The Driver Guide is right on about who yields to whom when two drivers arrive at the same time. In the law, like the guide, you yield to the driver on the right. If I understand your question correctly, that’s the reverse of what you asked. That may have just been a writing error, but it inadvertently makes an important point.
Even the best-intentioned drivers don’t always get it right, so sometimes we need to adapt. When a driver who should have yielded pulls into the intersection, it’s now the responsibility of other drivers to “yield the right-of-way to any vehicle in the intersection.” If that seems unfair, think of it this way; you’re trading a few seconds for a safer intersection experience. That seems like a pretty good deal.
Kary
Two points/concerns. First, the above doesn’t seem to deal with the obvious, that two cars passing through an intersection in opposite directions can do so simultaneously. The one arriving/entering first can effectively act as a blocker for the one passing the opposite direction. Ditto two cars turning left. To only have one car pass through at a time at a busy intersection is inefficient and slows everyone down.
Second, in years past I would have said the yielding to the driver to the right was the most important rule. But that was due to a lack of credible reliable evidence as to who arrived/entered first, since both drivers would claim they arrived/entered first. But now with dash cams that might be different. Those dash cams would not only show who arrived first, but also who entered the intersection first, the rule applied by the RCW. My question though would be would a cop, court or insurance company look at that evidence?
DOUG DAHL
Yep, you’re right. If no one is crossing paths with another driver, like with opposing vehicles going straight through the intersection, there’s no one to yield to, and you don’t need to wait. That’s assuming you trust that the other driver would use their turn signals if they were turning. And you can often tell if a non-signaling driver intends to turn by how they approach and enter the intersection. I was thinking a confident, experienced, and attentive driver would be the one that would enter the intersection without waiting for the oncoming car to clear, but then again, an inexperienced and oblivious driver might do it too, so that leaves us the unconfident and attentive drivers waiting for the oncoming car to pass before entering the intersection.

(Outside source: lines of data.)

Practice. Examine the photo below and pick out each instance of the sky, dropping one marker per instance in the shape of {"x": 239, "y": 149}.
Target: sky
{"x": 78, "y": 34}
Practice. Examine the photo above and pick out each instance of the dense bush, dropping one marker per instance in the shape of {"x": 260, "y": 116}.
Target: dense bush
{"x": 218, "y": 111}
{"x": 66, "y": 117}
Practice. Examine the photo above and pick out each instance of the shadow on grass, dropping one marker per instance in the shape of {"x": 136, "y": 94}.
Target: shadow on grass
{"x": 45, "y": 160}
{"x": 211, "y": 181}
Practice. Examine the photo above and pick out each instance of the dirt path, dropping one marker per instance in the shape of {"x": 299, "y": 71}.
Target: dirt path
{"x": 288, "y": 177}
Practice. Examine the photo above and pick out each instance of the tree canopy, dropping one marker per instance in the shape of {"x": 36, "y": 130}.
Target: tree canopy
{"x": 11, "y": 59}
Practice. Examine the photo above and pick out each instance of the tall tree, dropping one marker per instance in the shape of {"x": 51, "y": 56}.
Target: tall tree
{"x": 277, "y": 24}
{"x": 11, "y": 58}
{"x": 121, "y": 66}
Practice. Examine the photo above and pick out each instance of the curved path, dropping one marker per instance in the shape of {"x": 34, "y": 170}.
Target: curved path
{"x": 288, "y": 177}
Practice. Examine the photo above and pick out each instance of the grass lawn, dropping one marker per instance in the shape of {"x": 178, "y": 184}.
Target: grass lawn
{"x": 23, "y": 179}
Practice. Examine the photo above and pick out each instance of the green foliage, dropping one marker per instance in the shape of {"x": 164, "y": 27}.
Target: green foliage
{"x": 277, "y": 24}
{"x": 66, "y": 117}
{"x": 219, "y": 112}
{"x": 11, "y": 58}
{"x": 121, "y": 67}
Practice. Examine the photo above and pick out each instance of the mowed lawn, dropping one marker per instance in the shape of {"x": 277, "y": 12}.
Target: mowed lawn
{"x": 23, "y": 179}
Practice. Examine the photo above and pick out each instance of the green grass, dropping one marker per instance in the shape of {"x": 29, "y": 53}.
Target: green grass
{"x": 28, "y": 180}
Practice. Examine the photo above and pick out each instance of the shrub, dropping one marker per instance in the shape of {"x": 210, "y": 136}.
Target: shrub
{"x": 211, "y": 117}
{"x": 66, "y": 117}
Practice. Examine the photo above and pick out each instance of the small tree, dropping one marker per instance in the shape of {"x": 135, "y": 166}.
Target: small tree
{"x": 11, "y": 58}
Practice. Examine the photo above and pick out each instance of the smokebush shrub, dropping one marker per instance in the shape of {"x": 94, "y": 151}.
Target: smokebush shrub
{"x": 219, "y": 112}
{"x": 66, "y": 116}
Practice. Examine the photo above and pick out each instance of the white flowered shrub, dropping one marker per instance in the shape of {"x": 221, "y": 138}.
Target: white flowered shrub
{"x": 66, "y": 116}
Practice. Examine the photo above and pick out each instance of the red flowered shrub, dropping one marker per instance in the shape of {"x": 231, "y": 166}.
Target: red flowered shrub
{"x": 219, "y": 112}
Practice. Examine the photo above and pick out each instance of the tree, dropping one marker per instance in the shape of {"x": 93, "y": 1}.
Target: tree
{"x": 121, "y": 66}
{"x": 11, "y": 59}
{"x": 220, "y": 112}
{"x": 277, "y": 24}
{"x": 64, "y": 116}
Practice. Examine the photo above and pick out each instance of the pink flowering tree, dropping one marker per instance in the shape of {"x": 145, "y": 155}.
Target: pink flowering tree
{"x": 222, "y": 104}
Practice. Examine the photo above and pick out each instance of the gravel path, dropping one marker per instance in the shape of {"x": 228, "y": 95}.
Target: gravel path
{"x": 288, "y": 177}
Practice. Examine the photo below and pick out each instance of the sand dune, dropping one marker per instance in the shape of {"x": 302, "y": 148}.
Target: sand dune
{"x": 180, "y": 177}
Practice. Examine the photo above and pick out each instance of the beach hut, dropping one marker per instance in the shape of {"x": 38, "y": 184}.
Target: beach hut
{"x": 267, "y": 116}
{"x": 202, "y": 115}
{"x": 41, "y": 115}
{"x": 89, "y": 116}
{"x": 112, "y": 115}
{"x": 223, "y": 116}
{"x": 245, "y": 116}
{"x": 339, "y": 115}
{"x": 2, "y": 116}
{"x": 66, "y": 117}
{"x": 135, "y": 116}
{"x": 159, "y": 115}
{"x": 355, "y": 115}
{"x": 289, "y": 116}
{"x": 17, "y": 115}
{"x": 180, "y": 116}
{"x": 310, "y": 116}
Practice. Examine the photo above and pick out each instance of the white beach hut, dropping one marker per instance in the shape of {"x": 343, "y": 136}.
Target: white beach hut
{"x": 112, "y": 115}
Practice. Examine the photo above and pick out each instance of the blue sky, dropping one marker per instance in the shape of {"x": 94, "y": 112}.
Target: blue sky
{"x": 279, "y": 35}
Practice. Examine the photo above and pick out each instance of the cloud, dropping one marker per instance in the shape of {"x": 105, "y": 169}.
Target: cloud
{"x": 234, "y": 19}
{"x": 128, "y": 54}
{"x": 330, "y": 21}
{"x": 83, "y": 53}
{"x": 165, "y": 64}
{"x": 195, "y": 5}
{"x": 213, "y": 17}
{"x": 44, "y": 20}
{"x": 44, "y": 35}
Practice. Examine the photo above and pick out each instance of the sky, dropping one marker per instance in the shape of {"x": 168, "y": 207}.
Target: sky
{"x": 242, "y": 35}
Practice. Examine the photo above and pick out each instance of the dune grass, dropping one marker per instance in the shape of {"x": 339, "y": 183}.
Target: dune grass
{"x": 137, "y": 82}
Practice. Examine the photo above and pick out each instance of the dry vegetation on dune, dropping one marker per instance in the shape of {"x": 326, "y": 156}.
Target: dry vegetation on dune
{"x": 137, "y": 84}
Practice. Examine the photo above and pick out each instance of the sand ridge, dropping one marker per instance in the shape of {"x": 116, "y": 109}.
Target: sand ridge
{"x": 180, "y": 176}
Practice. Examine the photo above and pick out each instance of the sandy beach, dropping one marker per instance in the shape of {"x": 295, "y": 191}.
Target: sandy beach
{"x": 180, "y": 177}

Dash cams bring up an interesting question. What happens if a driver follows the RCW, but it doesn’t quite match our commonly accepted intersection practice? The dash cam would show who entered first, but if it didn’t play out according to a driver’s expectations, I could see a driver complaining that it was their turn. Which kind of gets us back to the thing about no one having the right of way; only yielding it to others. I can’t speak for the police and the insurance companies, but I would hope they’d welcome any evidence that helps explain what happened.
Susan
Thanks! I got my lefts and rights wrong.
There are a lot of overly polite drivers in my area and we can sit at an intersection inviting each other to cross first until someone wakes up and goes.
Kary
Susan, you hit on one of my pet peeves. Drivers who are too polite and try to unilaterally change the rules of the road. Their politeness just makes things inefficient because the other driver has to figure out what they’re thinking. They’re worse in a way than the people who don’t know what they’re doing, or those who are not paying attention, because they’re doing it purposefully!